Like a shoebox that opens into Narnia…

Reading time: About 1 minute

I like to share interesting pieces of figurative language I encounter in my reading. I write today about a simile from Emily Nussbaum…

Here’s one of the reasons I read The New Yorker each week. It allows me to learn about things I would never in a million years otherwise know. For example: online Indie TV. Who knew that was a thing? My 20-year-old kids probably do, but the blighters had never mentioned it to me! It took New Yorker writer Emily Nussbaum to break the news.

She did so in a spritely June 9/14 column headlined “Taster’s Choice,” in which she reviewed an online indie show called “High Maintenance.” I didn’t have time to watch more than a couple of minutes but it seemed funny, well-written and well-acted (alert: it’s about weed dealer and the few minutes I saw were funny but a bit raunchy. Watch it at no-charge here but consider yourself warned!)

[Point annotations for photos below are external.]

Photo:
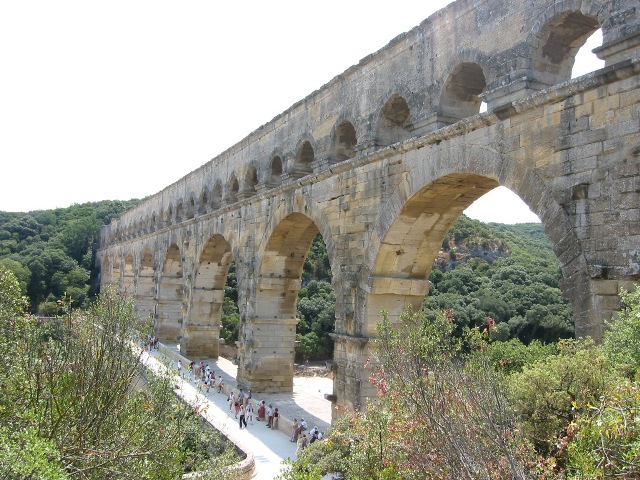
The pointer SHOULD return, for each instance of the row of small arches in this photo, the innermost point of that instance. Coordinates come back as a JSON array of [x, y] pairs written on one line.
[[460, 97]]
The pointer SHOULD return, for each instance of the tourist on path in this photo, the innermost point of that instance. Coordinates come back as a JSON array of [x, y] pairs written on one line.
[[302, 443], [270, 416], [295, 432], [232, 402], [242, 417], [250, 412]]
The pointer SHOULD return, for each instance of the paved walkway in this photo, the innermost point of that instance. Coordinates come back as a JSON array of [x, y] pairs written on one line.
[[268, 446]]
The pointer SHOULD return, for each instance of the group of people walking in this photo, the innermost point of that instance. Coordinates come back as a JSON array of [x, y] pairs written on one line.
[[242, 406]]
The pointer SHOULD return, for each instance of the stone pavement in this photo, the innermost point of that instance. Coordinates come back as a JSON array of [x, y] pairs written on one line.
[[268, 447]]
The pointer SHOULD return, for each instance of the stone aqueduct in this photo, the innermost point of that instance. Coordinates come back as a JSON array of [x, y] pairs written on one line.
[[381, 161]]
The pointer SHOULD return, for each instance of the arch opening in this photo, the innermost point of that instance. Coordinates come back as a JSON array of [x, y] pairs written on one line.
[[275, 171], [145, 291], [394, 122], [435, 258], [250, 182], [216, 197], [344, 142], [461, 94], [180, 212], [279, 289], [168, 320], [559, 42], [128, 276], [304, 160], [203, 203], [586, 61], [232, 190], [202, 333]]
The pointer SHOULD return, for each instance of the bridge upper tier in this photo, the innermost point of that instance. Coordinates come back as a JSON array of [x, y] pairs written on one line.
[[433, 76]]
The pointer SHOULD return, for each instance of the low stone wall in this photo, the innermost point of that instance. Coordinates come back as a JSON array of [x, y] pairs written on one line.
[[246, 467]]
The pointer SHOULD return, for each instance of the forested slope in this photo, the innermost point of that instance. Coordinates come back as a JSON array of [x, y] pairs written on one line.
[[505, 274], [51, 251]]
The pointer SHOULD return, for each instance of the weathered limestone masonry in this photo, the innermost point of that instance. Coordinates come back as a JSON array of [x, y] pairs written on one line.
[[381, 161]]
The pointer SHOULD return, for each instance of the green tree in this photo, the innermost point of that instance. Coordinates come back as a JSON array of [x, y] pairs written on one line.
[[79, 385], [548, 394], [622, 339], [440, 412]]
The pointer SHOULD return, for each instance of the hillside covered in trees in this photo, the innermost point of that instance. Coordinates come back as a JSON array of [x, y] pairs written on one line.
[[51, 251], [484, 274]]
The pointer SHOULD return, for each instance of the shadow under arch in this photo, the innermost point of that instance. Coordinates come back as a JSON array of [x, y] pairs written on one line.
[[558, 35], [409, 236], [268, 334], [128, 276], [145, 288], [168, 320], [201, 333]]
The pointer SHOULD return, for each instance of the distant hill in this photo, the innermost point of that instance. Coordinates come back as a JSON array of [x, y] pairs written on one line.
[[506, 272], [51, 251]]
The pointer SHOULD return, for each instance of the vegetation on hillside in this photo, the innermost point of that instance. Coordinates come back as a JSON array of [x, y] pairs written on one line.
[[51, 251], [459, 407], [76, 403], [506, 274]]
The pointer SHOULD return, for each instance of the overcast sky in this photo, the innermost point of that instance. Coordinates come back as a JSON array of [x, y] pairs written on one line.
[[119, 99]]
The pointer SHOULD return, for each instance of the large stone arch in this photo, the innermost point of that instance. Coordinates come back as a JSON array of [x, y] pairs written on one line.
[[268, 332], [250, 182], [460, 94], [558, 35], [201, 334], [345, 139], [394, 121], [305, 157], [105, 270], [168, 321], [116, 270], [400, 259], [276, 170]]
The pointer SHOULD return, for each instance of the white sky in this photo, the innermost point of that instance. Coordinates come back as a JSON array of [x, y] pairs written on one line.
[[119, 99]]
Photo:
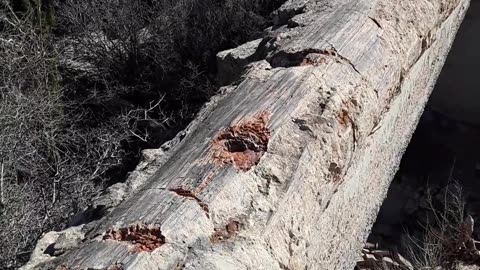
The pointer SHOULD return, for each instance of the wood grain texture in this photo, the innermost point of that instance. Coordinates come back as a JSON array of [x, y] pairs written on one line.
[[343, 83]]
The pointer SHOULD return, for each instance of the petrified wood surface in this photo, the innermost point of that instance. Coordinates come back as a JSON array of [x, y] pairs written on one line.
[[288, 168]]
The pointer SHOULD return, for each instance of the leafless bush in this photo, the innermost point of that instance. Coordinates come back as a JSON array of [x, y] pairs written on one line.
[[50, 163], [80, 99], [447, 235]]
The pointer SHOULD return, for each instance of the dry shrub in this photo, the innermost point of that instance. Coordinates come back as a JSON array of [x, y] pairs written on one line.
[[446, 235], [85, 85]]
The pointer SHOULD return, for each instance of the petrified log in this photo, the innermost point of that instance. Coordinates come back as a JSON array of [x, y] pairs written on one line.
[[288, 168]]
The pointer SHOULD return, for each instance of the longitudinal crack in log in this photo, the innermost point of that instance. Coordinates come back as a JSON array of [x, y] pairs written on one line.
[[140, 237], [313, 57], [222, 234], [190, 195]]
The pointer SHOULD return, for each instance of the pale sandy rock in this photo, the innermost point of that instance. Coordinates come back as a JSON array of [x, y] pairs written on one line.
[[287, 169]]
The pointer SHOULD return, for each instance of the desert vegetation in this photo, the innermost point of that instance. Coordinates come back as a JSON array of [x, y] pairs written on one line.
[[86, 85]]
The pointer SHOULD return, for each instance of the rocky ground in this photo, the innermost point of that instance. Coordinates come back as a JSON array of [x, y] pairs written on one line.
[[442, 153]]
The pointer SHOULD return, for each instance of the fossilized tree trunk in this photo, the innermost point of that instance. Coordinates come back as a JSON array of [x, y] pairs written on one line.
[[287, 169]]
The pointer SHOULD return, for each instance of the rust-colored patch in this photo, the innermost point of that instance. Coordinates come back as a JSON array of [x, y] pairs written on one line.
[[241, 145], [140, 237], [204, 182], [313, 59], [343, 117], [190, 195], [335, 171], [115, 267], [230, 230]]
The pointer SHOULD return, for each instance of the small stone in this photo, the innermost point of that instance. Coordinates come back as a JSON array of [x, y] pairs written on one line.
[[381, 253], [402, 260], [369, 257], [388, 260]]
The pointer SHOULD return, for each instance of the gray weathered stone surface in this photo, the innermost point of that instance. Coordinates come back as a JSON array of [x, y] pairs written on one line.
[[342, 88]]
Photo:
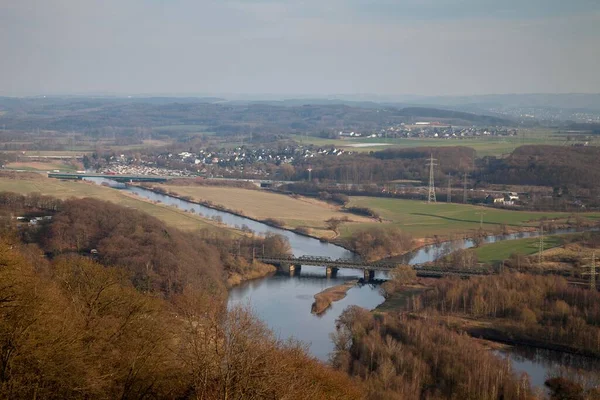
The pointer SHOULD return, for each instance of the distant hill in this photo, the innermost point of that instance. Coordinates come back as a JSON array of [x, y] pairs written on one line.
[[561, 101], [215, 115], [422, 112]]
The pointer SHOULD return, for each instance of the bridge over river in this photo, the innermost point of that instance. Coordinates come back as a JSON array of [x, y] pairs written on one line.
[[295, 263]]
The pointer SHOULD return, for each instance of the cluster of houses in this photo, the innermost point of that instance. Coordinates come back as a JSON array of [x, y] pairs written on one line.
[[429, 130]]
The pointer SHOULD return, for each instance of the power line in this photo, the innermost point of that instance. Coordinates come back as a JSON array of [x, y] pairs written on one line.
[[481, 214], [465, 189], [431, 195], [592, 272], [541, 245]]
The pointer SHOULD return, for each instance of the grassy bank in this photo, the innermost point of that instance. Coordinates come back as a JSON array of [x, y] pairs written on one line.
[[496, 252], [34, 183], [261, 205], [422, 219]]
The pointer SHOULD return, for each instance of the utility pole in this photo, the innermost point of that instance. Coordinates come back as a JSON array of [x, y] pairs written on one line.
[[465, 189], [541, 245], [592, 272], [481, 214], [431, 194]]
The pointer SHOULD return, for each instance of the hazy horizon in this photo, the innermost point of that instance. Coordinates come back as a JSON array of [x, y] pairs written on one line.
[[262, 48]]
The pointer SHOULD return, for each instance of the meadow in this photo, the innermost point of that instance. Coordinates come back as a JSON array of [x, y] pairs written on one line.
[[33, 183], [484, 146], [425, 220], [493, 253], [294, 211]]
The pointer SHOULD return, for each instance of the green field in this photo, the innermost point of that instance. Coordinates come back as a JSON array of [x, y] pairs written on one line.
[[67, 189], [425, 220], [485, 146], [495, 252]]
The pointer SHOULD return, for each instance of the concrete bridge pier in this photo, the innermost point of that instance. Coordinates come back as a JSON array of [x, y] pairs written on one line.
[[295, 269]]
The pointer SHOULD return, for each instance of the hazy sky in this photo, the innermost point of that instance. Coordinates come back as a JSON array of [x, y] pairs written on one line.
[[320, 47]]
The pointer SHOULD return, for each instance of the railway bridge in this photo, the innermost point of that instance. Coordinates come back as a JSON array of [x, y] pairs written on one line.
[[293, 264]]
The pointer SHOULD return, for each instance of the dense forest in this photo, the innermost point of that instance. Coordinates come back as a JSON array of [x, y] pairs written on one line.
[[555, 166], [389, 165], [157, 258], [403, 357], [528, 308], [423, 349], [144, 317]]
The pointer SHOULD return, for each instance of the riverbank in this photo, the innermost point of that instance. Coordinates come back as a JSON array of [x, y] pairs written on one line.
[[239, 213], [258, 271], [324, 299]]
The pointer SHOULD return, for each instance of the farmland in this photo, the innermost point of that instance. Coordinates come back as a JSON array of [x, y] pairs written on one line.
[[484, 146], [33, 183], [442, 219], [293, 211], [496, 252]]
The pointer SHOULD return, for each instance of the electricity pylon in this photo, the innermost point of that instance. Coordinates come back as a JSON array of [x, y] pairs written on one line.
[[592, 272], [431, 194], [481, 214], [465, 189], [541, 245]]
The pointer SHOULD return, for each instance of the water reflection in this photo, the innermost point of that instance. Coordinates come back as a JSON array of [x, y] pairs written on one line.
[[284, 300], [541, 364]]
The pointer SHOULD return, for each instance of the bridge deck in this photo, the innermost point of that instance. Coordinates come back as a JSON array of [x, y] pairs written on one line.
[[422, 270]]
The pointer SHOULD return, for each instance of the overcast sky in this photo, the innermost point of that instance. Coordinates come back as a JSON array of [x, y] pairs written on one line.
[[302, 47]]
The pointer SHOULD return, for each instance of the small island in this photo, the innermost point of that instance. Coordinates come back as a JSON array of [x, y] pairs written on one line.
[[324, 299]]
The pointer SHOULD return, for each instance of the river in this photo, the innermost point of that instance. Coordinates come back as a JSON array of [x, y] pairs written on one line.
[[284, 300]]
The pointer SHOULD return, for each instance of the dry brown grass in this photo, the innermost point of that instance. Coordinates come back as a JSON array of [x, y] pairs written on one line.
[[324, 299], [43, 166], [259, 204], [25, 183]]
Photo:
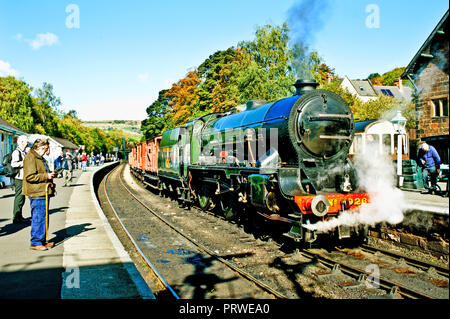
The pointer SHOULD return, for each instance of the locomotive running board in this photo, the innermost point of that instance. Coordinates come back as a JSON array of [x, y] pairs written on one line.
[[279, 218]]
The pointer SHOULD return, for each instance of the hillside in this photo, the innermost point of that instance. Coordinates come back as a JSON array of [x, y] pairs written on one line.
[[131, 128]]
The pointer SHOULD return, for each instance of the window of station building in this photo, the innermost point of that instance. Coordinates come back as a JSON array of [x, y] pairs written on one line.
[[404, 147], [387, 92], [440, 107], [372, 142], [386, 138]]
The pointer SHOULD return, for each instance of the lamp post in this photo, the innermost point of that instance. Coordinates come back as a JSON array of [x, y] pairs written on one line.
[[399, 123]]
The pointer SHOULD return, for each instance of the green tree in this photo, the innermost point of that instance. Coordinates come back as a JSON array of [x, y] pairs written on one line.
[[183, 100], [269, 76], [155, 122], [45, 110], [16, 103]]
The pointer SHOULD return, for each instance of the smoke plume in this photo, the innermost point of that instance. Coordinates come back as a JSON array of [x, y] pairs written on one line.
[[376, 174], [305, 18]]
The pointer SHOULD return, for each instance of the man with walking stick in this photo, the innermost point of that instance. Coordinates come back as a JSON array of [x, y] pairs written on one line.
[[38, 186]]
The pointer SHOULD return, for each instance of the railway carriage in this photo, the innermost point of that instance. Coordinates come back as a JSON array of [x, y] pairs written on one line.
[[284, 162]]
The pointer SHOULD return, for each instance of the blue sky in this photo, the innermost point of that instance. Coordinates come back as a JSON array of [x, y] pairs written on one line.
[[124, 52]]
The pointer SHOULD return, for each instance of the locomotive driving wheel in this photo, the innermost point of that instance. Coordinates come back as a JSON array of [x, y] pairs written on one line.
[[204, 198], [228, 206]]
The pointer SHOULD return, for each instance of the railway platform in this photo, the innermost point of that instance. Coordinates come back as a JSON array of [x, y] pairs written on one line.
[[436, 204], [87, 262]]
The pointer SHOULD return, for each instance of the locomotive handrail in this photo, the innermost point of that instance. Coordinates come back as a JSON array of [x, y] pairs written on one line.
[[330, 117]]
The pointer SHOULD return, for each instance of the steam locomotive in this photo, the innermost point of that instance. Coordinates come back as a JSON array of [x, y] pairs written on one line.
[[283, 163]]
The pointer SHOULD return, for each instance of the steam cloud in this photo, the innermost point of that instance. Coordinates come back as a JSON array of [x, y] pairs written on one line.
[[305, 19], [377, 176]]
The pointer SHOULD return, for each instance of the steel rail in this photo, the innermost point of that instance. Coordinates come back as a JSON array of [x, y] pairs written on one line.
[[356, 273], [208, 251], [411, 261], [155, 271]]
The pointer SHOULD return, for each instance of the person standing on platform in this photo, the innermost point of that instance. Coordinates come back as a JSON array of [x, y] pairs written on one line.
[[430, 163], [84, 160], [67, 165], [36, 176], [17, 158]]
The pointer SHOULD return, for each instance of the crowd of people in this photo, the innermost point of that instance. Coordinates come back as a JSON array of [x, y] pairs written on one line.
[[34, 179]]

Here is the line in the Nussbaum review that makes me want to tip my hat to her:

Yet despite its D.I.Y. origins “High Maintenance” doesn’t feel like a self-indulgent pet project—instead, it’s more like a shoebox that opens into Narnia.

I hadn’t been lucky enough to read C.S. Lewis’s Chronicles of Narnia as a child; I discovered them as an adult. But my wonder was no less for that. And I totally get Nussbaum’s comparison. Something as banal and unexciting as a cupboard — or a shoebox — that opens into Narnia is something worth watching.